Io, fingendo severità, soggiunsi:
— Bada, Lalla, che sia vero.
— Altro che vero! Ho le prove.
— E chi è? — domandammo Varano ed io in coro.
— La Foca! — ella annunziò, appena abbassando gli occhi.
— La Foca? Tu sei matta. È impossibile! Tu non avrai fatto questo.
— Et maintenant tu vas me gronder!...
— Ma no, che te lo inventi per farci ridere.
— Ho le prove ti dico, — e trasse di tasca il catenone d’argento con grande strepito: — Ecco le prove.
Io restai di pietra. Varano sorrideva a quella mia vittoria di Pirro. Poi mi scossi e cominciai a sgridarla:
— Già tu partirai domani súbito. Intanto stasera stessa devi restituire la catena a... — non riescivo a dire la Foca, perchè mi ci veniva da ridere — a quel signore laggiù.
— Ma me l’ha regalata!
— Tu gliela restituirai súbito, ti dico. Qua la catena.

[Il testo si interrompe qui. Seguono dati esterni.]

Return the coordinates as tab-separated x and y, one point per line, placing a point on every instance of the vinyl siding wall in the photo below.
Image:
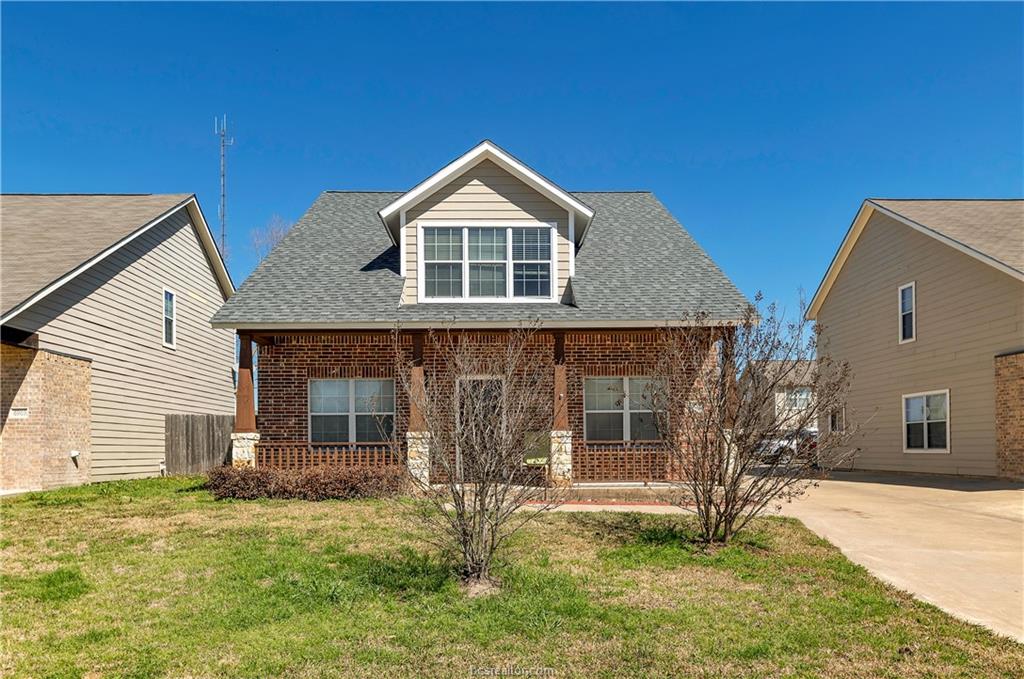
967	310
485	192
112	313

Ella mi consegnò la catena, io presi un mio biglietto da visita, ci scrissi su «ringraziando», e ravvolsi il biglietto e catena in un pezzo di carta e indirizzai il pacco alla Foca. Intanto Lalla, che ostentava indifferenza, ripeteva a Giacomo:
— Sì, sì, tu devi pagar la cena. Venticinque, venticinque!

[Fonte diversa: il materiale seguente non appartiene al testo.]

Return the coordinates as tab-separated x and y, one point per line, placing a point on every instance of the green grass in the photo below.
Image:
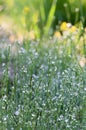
47	90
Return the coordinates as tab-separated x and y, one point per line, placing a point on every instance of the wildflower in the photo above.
31	35
26	9
73	29
82	62
63	26
57	34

Quando ebbi consegnato al domestico il pacco per quel tale, scostai la sedia per mettermi a cena senza parlare. All’improvviso, prima che mi sedessi, Lalla mi gittò le braccia al collo e mi strinse forte e scoppiò a piangere dirottamente, baciandomi con frenesia e dicendomi fra i singhiozzi:
— Io... l’avevo fatto per farti vincere... la scommessa. E adesso tu mi sgridi. No, no, tu ne dois pas être si bête que ça. Tu dois me comprendre. Io l’ho fatto per te...
Io la acquietai, la feci sedere a tavola, mentre Varano, un po’ commosso, mi faceva segni desolati per invitarmi a esser mite; a momenti ci piangeva... l’ottimista!
E adesso penso che il dì dopo, quando ricondussi Lalla a Firenze, ebbi torto.